Based on VSLI last year, it seems likely intel 4 is performance competitive with N3 and very likely N3E. Intel 4+power via is +6% fmax and lower power. Unless 20A's FEOL is a more than 6% regression on intel 4, I don't know how that is physically possible.
Otherwise it was professionally done and the Q&A went well. There seems to be a lot of pressure to announce 18A customers and that could be a big hit if there are none by the end of the year. You can bet the IFS people are out there hugging TSMC's top customers. My bet is Nvidia, MediaTek, Microsoft, Google, Amazon, Broadcom, QCOM, and Marvell.

I'm confident they will get customers but those companies will also use TSMC N2 to mitigate risk so there will be no home runs per say.

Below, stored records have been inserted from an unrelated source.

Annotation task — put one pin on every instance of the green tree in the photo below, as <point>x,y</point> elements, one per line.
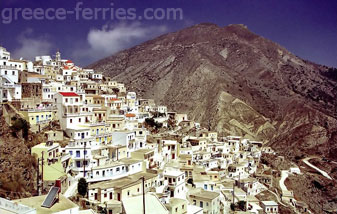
<point>82,187</point>
<point>242,205</point>
<point>18,125</point>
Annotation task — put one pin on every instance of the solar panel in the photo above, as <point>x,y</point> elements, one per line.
<point>51,197</point>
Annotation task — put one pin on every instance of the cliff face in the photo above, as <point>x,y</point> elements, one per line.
<point>239,82</point>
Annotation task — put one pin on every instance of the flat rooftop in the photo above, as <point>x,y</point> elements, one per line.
<point>35,202</point>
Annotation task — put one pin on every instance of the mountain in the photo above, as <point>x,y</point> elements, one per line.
<point>239,83</point>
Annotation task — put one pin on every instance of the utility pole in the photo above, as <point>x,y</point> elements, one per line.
<point>143,179</point>
<point>42,175</point>
<point>85,144</point>
<point>38,179</point>
<point>233,193</point>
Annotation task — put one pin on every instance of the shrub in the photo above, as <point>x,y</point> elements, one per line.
<point>18,125</point>
<point>82,187</point>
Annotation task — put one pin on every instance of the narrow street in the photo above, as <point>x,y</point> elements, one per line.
<point>306,161</point>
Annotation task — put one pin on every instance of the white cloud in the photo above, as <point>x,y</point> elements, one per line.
<point>111,39</point>
<point>31,46</point>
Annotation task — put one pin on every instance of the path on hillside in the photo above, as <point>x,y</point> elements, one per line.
<point>284,175</point>
<point>306,161</point>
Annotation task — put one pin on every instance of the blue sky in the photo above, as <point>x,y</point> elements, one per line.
<point>307,28</point>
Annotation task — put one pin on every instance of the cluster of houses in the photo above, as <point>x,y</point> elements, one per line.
<point>103,137</point>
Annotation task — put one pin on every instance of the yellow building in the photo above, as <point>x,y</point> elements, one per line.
<point>50,150</point>
<point>37,116</point>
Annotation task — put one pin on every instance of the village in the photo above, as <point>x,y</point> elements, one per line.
<point>135,156</point>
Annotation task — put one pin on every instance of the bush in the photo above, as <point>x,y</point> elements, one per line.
<point>18,125</point>
<point>82,187</point>
<point>152,123</point>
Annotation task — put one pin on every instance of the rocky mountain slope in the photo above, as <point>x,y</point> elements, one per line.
<point>237,81</point>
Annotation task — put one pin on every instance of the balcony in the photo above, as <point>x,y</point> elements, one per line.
<point>8,67</point>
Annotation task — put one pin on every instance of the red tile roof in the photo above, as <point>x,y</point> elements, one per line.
<point>69,94</point>
<point>130,115</point>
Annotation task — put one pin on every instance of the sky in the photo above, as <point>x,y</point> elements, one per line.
<point>81,31</point>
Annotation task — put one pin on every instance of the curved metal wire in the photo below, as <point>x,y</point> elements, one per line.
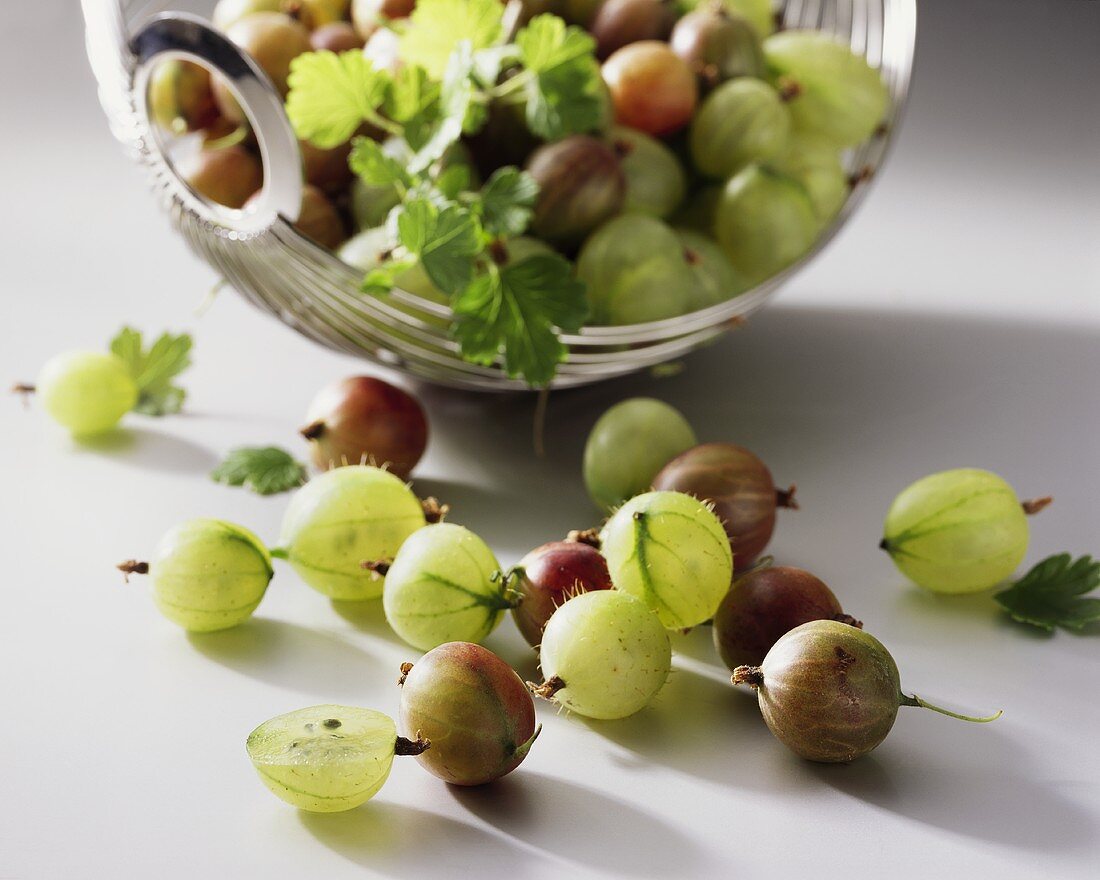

Do you think pulling away the cover over the intel 3 customer (in a similar manner to what happened with the MTK announcement for smartTV chips) would be something that would boost investor confidence? My guess is no given the smaller $4B of the deal, and that all the investment community seems to care about is 18A (I think somewhat rightfully so). I think on the Q1 earnings call they said they would reveal more about that deal during the 2H of the year, hopefully it is at the foundry meeting that is also supposed to be happening 2H23 alongside the 18A customer they hope to nab. And while I'm at it, I want a detailed intel 3 and 20A paper at IEDM underneath my Christmas tree :).